Gigabit Cities at MozFest
High-speed Internet will be the future. Delivered over fiber-optic cables and travelling at one gigabit per second, this next stage of the Internet will change how we work, communicate, relax, learn, and behave. We’re working to shape that future by bringing in new voices that are often overshadowed.
“It’s important that this technology is inclusive and participatory,” said Lindsey Frost, who directs Mozilla Foundation’s collaboration with the National Science Foundation (NSF), including the Gigabit Community Fund.
The Gigabit Community Fund supports pilots of gigabit technologies and associated curricula in five American cities: Chattanooga, Austin, Eugene, Kansas City, and Lafayette. These pilots are designed to engage educators, students, and other non-technologist innovators in creating and beta testing emerging technologies, such as virtual reality, 4K streaming, and big data computation. By increasing participation in shaping these technologies, the Gigabit Fund aims to generate gigabit technologies that are more relevant and responsive to end users and to build a healthier future Internet for all.

Support from the NSF has expanded this year, with supplemental funding recently granted to bring two people from each of the five Gigabit Community Fund cities to MozFest 2017. MozFest is an opportunity to either further their work or deepen collaborations, depending on what stage of development their project is in.

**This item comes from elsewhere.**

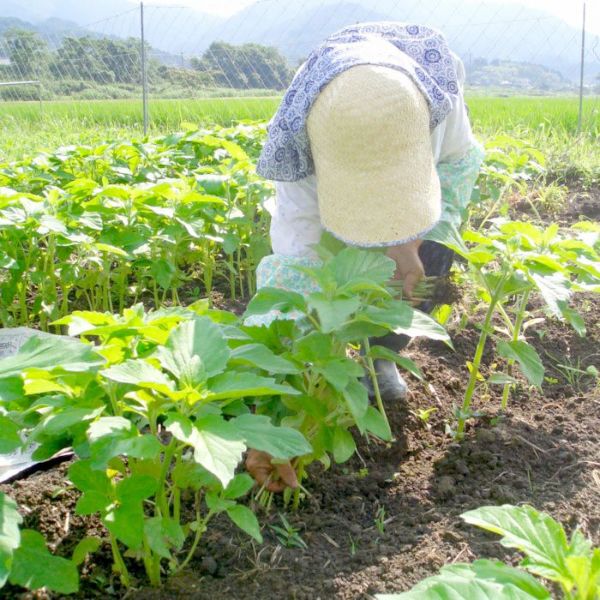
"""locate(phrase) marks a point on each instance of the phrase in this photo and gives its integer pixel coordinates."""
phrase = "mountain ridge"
(494, 30)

The goal of these ten MozFest stipends is to support projects that will ensure that high-speed Internet is “relevant and responsive,” said Lindsey. The Gigabit team will look through their portfolio of 44 already-funded projects, all in various levels of ideation, looking for ones most relevant to Internet health and the spirit of collaboration. Recipients will be announced by September 6.
For communities like these five Mozilla Gigabit cities, “it’s rare to have local projects put on such a global stage and to have such a small community get recognition like this,” said Lindsey. A MozFest veteran, Lindsey has noticed a “two way street” of learning: participants from lesser known places, which may also have less resources for tech innovation, find inspiration to then bring back home to test. Additionally, these same participants have a different perspective than the average coder, sharing new ideas that might not occur to someone from Berlin or Shanghai.
Robert Friedman, one of the founders of Gigabit Hive in Austin, Texas, already funded the MozFest 2017 attendance of one of his local participants, Sarah Morris, through the Internet Health Prize awarded by a panel of judges at a local ATX pitch competition this past June.
Robert refers to Sarah Morris as a “UT Austin Librarian extraordinaire,” who took Mozilla’s open source resources to then launch a teaching kit that helps youth overcome the rise in fake news with web literacy. Earlier this month, Mozilla Foundation launched a specialized project called the Mozilla Internet Trust Initiative (MITI), of which Sarah’s teaching kit, Mission: Information is already a part.